Ein vollständiges Bereitschaftspaket bewahrt wiederherstellbare Quellnachweis, definiert autoritative Datensätze, trennt historische Transactions von Live-Konfiguration und weist jeder wesentlichen Abhängigkeit eine verantwortliche Stelle zu.

Häufige Fragen

Was sollte für eine Shopware-Migration zuerst vorbereitet werden?

Bestätigen Sie Administration- und Infrastrukturzugänge, erstellen Sie wiederherstellbare Backups, dokumentieren Sie Shopware- und Erweiterungsumgebung und identifizieren Sie jeden aktiven Vertriebskanal. Detaillierte Katalogarbeit sollte erst beginnen, wenn das Team den Quell-Store zuverlässig prüfen und wiederherstellen kann.
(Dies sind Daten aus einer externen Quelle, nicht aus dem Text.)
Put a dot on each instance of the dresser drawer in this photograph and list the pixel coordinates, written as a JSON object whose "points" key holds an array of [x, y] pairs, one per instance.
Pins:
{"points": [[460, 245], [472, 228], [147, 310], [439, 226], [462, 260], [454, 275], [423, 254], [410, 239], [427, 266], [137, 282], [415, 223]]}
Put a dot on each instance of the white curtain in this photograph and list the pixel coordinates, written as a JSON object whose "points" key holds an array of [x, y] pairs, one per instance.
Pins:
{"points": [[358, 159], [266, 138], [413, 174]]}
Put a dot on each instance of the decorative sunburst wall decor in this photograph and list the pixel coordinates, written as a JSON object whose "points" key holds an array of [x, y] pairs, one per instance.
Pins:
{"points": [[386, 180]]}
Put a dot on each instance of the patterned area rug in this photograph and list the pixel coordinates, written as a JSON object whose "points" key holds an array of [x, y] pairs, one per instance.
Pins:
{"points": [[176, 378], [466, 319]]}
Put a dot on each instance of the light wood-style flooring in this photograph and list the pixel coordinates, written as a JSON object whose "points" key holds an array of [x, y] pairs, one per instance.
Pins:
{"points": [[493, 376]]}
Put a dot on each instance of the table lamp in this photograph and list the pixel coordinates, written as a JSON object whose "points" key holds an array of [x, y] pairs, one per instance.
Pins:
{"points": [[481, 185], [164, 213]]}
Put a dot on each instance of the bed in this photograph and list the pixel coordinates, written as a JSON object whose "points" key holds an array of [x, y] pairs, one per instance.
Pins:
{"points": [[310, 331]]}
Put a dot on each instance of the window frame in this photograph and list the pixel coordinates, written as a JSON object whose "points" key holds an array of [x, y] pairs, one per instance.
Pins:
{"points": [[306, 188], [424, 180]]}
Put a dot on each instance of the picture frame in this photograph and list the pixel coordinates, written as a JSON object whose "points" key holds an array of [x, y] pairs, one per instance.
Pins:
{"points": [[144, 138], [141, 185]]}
Warum muss der Vertriebskanal-Umfang separat dokumentiert werden?

Products, Customers, Domains, Sprachen, Währungen, Sichtbarkeit, Content und kommerzielle Konfiguration können vom Vertriebskanal abhängen. Globale Datensatzpräsenz beweist nicht, dass der richtige kundenseitige Kontext erhalten bleibt.

Wie sollten Shopware-Properties und Varianten vorbereitet werden?

Dokumentieren Sie Property Groups, Werte, Product-Zuordnungen, Filternutzung und die Optionskombinationen, aus denen Varianten entstehen. Erfassen Sie geerbte und überschriebene Werte je verkaufbarer Variante, damit beschreibende Properties nicht mit Variantenidentität verwechselt werden.

Für welche Regeln wird Vorbereitungsnachweise benötigt?

Erfassen Sie Regeln für Preise, Promotions, Versand, Zahlung, Flows, Product- oder Category-Sichtbarkeit und Content-Zugriff. Dokumentieren Sie Bedingungen, Priorität, referenzierte Entities und jede betroffene Zuweisung.

Welche Shopware-Orders sollten als repräsentative Testfälle ausgewählt werden?

Berücksichtigen Sie Gast- und registrierte Customers, kanalgebundene Accounts, Varianten, Promotions, Refunds, Teillieferungen, mehrere Zustandswechsel, Dokumente, Transactions und externe Integrationsreferenzen.

Was gehört in das Shopware-Erweiterungsledger?

Erfassen Sie jede Erweiterung, Custom Entity, jedes Custom-Feld-Set, jeden Flow, Webhook, jede Theme-Abhängigkeit und jeden externen Connector, der Geschäftsdaten erzeugt oder verwendet. Jeder Eintrag braucht Verantwortung, betroffene Datensätze, Quellnachweis und eine Entscheidung über Ziel oder verbleibendes System.